Section 5. Local Arrangements
Committee:
The Local Arrangements Committee shall consist of three (3) members. The Chairperson
of this committee will appoint the other members of the committee. It shall
be the duty of the committee to provide for efficient and effective opportunities
to meet the goals of the Annual Meeting.
Section 6. The Membership Committee shall consist of three (3) members. The Chairperson of this committee will appoint the other members of the committee. It shall be the duty of the committee to solicit membership renewal, devise ways of recruiting new members, and to acknowledge new members by name at the annual meeting. It shall be the duty of this Committee to review annually the status of student members.
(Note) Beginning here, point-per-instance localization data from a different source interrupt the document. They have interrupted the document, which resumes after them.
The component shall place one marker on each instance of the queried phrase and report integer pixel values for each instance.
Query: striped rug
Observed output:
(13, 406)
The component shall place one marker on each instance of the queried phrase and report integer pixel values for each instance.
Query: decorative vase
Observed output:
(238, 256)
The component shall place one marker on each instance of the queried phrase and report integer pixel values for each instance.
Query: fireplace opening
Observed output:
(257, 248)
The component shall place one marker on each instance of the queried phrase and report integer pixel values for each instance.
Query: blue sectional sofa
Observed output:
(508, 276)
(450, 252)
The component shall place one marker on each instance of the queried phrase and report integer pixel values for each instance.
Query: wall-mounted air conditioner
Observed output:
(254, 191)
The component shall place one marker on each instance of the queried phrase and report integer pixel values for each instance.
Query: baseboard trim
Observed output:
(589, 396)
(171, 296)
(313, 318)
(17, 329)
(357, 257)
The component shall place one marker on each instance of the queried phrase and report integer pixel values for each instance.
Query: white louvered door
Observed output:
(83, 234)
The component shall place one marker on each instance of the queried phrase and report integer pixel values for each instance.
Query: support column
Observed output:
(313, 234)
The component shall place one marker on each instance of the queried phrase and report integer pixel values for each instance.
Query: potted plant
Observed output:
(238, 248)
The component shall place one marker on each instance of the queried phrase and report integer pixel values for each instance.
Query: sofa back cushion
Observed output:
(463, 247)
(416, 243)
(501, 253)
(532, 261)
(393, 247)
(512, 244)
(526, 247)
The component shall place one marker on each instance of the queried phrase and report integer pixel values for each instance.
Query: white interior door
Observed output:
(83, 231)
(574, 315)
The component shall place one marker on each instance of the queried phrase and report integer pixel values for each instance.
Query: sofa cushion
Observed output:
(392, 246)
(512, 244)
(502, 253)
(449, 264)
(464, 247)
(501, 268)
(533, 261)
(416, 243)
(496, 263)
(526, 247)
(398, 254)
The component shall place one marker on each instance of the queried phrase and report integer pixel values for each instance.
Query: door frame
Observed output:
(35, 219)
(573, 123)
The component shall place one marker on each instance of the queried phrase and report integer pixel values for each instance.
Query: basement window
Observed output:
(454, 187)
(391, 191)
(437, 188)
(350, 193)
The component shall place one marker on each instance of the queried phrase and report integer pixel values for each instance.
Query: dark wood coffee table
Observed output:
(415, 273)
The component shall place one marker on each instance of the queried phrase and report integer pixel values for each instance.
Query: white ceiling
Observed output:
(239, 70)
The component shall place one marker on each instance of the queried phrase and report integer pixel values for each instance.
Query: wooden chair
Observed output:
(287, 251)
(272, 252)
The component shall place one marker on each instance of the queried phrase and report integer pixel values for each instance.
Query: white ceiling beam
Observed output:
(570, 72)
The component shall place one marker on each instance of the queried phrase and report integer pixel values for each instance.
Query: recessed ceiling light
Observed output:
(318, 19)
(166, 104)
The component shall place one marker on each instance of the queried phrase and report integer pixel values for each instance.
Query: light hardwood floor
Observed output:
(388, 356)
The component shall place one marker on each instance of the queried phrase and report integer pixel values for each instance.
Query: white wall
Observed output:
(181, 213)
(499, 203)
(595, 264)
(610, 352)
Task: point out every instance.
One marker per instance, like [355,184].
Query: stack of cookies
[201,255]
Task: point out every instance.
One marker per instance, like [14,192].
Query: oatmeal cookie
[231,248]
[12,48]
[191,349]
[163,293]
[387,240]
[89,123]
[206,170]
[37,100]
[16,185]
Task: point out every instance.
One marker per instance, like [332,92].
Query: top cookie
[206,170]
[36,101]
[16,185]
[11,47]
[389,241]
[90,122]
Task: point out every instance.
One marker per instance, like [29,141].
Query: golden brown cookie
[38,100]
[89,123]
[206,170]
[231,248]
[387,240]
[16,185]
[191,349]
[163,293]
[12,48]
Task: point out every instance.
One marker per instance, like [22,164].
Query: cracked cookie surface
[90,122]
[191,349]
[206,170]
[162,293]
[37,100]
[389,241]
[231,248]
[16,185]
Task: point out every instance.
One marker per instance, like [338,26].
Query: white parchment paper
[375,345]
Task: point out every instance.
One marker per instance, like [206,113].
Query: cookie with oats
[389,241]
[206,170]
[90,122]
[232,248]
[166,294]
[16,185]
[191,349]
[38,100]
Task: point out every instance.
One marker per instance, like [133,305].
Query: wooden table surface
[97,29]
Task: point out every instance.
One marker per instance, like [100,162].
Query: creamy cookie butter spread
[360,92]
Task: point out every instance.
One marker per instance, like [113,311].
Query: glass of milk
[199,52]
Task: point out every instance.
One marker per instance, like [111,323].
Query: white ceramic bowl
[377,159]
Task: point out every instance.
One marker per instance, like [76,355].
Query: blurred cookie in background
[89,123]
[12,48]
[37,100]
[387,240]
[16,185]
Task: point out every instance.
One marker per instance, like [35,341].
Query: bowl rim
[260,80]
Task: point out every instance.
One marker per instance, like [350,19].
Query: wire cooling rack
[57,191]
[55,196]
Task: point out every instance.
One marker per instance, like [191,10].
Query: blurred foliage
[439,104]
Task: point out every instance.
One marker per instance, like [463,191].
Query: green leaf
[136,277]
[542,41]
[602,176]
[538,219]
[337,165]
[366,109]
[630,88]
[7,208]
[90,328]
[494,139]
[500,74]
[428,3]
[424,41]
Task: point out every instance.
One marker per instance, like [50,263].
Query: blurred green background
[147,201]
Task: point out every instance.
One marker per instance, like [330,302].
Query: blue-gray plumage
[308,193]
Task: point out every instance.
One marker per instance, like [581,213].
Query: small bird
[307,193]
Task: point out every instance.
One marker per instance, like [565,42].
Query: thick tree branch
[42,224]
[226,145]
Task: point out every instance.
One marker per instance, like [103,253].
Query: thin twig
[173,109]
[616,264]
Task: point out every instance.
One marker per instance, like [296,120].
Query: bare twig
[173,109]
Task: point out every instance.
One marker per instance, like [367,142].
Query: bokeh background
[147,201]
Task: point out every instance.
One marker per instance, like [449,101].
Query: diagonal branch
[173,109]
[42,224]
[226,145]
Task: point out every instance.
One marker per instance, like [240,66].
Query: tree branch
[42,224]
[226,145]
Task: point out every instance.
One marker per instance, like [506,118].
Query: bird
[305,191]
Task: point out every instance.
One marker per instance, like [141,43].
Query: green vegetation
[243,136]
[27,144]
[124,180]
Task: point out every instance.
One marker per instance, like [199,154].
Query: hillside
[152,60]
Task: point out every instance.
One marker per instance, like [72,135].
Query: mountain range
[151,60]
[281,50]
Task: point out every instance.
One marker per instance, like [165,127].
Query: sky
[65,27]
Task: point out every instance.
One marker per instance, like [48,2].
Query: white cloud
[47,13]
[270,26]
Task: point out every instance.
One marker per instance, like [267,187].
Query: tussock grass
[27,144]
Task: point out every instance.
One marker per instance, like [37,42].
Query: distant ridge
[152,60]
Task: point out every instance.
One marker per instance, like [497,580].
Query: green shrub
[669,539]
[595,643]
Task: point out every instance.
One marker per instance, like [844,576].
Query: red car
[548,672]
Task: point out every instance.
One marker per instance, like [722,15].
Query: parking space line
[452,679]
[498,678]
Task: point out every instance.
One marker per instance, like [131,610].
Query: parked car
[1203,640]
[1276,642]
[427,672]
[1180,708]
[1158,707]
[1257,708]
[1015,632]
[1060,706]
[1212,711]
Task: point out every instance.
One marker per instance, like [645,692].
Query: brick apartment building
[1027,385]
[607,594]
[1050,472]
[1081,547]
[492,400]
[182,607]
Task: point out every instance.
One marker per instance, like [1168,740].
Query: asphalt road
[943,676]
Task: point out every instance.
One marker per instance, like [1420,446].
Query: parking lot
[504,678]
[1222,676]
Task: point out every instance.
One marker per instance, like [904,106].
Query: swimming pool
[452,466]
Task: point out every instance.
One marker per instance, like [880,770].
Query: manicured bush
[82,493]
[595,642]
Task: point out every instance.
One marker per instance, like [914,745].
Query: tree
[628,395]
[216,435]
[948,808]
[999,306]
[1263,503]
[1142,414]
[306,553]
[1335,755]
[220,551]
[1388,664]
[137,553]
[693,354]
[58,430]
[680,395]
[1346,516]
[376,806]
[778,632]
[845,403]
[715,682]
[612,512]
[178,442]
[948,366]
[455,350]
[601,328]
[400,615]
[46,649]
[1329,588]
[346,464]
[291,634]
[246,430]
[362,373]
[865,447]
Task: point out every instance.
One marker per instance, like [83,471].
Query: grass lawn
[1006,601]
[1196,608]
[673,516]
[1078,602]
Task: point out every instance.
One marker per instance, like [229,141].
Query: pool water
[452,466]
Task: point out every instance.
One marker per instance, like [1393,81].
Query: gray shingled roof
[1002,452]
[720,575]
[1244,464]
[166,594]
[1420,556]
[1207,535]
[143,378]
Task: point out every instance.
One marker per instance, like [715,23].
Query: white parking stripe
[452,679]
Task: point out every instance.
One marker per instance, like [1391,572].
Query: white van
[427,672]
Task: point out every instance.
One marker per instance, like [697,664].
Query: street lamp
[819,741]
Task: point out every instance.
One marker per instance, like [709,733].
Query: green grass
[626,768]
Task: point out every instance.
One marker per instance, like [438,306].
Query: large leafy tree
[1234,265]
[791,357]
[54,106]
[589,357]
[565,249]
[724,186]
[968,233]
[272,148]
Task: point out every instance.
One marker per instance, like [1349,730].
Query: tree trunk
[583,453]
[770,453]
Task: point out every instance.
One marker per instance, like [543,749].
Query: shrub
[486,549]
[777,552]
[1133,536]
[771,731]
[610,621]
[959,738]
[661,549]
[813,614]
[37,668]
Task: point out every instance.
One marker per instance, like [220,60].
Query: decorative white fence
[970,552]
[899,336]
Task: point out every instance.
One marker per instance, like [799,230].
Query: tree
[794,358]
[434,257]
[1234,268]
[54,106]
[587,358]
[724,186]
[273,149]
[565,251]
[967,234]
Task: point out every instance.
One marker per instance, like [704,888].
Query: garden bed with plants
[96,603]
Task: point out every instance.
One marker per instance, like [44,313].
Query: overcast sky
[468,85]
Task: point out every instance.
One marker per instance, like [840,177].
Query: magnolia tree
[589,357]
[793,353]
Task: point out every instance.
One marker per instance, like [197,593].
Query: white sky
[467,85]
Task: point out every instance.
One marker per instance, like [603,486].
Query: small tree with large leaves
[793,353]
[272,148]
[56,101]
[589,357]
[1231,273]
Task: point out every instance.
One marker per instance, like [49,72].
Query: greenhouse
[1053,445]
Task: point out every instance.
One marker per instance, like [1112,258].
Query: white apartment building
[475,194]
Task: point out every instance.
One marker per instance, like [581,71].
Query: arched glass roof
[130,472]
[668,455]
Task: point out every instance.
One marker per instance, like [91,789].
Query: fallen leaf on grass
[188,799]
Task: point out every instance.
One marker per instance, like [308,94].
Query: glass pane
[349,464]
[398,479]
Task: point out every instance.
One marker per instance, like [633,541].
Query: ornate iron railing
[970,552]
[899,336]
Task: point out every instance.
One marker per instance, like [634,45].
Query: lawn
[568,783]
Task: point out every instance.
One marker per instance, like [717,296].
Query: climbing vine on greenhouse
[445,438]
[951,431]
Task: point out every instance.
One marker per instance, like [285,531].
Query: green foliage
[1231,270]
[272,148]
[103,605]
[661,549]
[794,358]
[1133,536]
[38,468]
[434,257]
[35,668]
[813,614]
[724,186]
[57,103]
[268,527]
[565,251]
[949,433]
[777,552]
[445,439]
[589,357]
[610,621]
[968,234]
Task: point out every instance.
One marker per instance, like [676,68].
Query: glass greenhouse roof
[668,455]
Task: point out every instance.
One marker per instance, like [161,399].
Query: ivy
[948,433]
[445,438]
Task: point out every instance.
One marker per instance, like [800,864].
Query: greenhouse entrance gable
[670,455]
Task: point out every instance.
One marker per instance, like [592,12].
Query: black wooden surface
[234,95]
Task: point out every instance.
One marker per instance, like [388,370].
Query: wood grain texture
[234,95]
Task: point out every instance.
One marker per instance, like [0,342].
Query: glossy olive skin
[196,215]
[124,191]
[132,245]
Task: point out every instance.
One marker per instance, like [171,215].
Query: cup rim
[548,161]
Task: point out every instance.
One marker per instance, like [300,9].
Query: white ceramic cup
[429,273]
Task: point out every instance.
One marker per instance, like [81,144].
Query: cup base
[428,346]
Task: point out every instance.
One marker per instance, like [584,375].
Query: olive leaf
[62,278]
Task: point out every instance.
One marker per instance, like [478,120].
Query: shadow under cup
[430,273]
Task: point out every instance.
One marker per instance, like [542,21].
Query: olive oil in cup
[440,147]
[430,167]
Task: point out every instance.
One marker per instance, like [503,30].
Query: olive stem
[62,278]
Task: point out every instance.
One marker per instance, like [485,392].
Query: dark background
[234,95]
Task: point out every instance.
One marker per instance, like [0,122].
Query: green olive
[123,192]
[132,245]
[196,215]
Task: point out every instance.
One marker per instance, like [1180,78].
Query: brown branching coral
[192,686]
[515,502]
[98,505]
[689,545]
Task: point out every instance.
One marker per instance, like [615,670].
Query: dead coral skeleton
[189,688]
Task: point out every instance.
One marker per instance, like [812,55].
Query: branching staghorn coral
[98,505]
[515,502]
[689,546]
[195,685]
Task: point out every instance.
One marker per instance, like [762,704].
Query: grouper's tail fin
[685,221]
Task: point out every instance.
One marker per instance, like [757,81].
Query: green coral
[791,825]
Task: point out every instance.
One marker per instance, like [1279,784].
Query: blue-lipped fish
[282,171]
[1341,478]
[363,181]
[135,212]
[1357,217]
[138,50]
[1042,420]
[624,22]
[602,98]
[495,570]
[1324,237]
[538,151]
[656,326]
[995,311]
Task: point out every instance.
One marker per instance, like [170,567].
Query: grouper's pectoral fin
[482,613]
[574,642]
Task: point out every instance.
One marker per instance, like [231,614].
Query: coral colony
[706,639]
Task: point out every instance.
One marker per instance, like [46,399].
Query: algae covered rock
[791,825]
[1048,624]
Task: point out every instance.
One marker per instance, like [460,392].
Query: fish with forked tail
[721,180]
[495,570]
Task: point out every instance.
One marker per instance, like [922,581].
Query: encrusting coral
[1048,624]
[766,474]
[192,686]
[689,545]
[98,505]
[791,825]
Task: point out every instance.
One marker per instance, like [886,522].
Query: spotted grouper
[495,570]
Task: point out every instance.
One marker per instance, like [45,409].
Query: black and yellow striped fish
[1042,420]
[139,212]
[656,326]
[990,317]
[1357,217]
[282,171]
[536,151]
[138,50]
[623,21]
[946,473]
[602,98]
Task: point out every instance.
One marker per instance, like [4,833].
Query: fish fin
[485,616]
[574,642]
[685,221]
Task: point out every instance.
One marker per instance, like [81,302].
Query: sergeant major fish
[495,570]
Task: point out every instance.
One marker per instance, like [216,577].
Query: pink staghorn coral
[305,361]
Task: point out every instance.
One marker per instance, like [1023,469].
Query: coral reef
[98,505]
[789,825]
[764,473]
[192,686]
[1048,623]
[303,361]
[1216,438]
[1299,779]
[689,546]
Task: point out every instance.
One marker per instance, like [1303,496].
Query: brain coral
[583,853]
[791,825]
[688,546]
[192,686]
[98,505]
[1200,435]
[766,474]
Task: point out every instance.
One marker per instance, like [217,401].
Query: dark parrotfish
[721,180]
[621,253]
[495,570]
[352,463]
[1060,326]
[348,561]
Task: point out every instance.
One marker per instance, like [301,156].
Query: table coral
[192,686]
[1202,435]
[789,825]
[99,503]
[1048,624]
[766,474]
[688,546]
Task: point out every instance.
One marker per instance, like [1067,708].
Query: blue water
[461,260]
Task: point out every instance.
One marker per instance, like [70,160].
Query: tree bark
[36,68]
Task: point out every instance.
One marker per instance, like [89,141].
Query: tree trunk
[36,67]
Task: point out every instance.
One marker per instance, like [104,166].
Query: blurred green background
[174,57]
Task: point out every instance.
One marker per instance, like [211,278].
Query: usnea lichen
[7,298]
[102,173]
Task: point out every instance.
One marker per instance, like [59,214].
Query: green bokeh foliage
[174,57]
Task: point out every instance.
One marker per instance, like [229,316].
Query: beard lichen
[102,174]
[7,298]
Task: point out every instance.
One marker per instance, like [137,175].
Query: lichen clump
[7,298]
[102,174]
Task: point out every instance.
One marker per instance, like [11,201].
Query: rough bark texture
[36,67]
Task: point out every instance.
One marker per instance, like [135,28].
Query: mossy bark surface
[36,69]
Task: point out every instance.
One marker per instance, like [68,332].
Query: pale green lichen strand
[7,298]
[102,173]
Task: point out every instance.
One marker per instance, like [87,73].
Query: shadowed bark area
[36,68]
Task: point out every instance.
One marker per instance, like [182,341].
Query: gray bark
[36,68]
Section 7. The Nominations Committee shall consist of three (3) members. The Chairperson of this committee will appoint the other members of the committee. It shall be the duty of the committee to provide an efficient and effective election procedure as outlined in Article II, section 7.
Section 8. The Program Committee shall consist of three (3) members. The Vice President will serve as Chairperson of this committee and he will appoint the other members of the committee. It shall be the duty of the committee to provide for efficient and effective opportunities to meet the goals of the Annual Meeting, and the Committee shall arrange the program of the Annual Meeting.
Section 9. Publicity:
The Committee on Public Information shall consist of three (3) members. The
Chairperson of this committee will appoint the other members of the committee.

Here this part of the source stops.